I have this on good authority.
I was recently at the Nalaga'at Centre in Israel, an airy complex by the sea with a theatre and a restaurant operated by deaf and blind staff. Nalaga'atis Hebrew for "do touch", a reassuring invitation for anyone unused to communicating without words.
The Nalaga'at Centre, though, doesn't ask its patrons to behave any differently. A show called Not By Bread Alone, performed by 11 actors, most of them deaf and blind, was a gently affecting tale about living without a full complement of senses. It's immensely moving when a man explains that his loneliness is amplified into something almost intolerable when he can't just pick up a phone. The only alleviation in a universe of isolation is to be touched.
There was something more troubling about the show.

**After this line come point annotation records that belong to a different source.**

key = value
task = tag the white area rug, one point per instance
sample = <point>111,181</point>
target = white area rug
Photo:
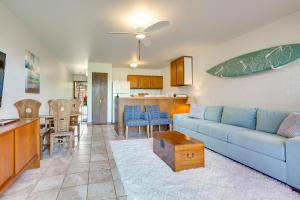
<point>145,176</point>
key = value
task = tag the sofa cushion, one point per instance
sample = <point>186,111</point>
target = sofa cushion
<point>213,113</point>
<point>189,123</point>
<point>290,127</point>
<point>216,130</point>
<point>264,143</point>
<point>197,111</point>
<point>243,117</point>
<point>269,121</point>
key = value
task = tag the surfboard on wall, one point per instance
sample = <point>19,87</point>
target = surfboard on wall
<point>257,61</point>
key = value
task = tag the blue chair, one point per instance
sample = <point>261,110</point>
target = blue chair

A beautifully lit production, with scene changes, music cues, arresting spectacles and broad physical comedy, it was meant to be seen and heard. Its performers couldn’t access it the way the audience was asked to.
When somebody observed that it makes you appreciate your own life so much more, I found the response distasteful, embarrassing and completely understandable. We were tourists to their disability, more pitying customers to be entertained and consoled, than witnesses to their talents.
A few days later, I was in the Unsicht-bar in Berlin. (Yeah, I get around.) This is a “dark restaurant” run by the blind, in which patrons are led by waiting staff to a dining area where not a single photon of light intrudes. You’ve never seen such nothing.
Sitting down in a void to a meal which is described only with cryptic clues by the menu (the soup: “For the ritual they filled the sea with golden grain and a hot green is raising to a real treat”), I felt unnerved to the point of panic. Then I tried a bread roll and never tasted anything so intensely.
It’s hardly theatre, and it still struck me as disability tourism, but it shifted the possibilities in my mind of what a deaf or blind theatre could be.
The Abbey Theatre does great work in frequently facilitating assisted performances. Paines Plough, CoisCeim and comedian Adam Hills have all incorporated their sign interpreter into their performances. And Pan Pan, now the most experimental and internationally sought-after company in Ireland, was founded to incorporate deaf culture into a theatrical sensibility.
But a genuinely different deaf or blind theatre would provide the same sensory experience for every audience; something that required no interpreter, something that was touching without being sentimental; something that could be genuinely enlightening while leaving us completely in the dark.
I’m still not sure how it would work, exactly, but a tactile theatre of pure feeling is something I’d love to not see.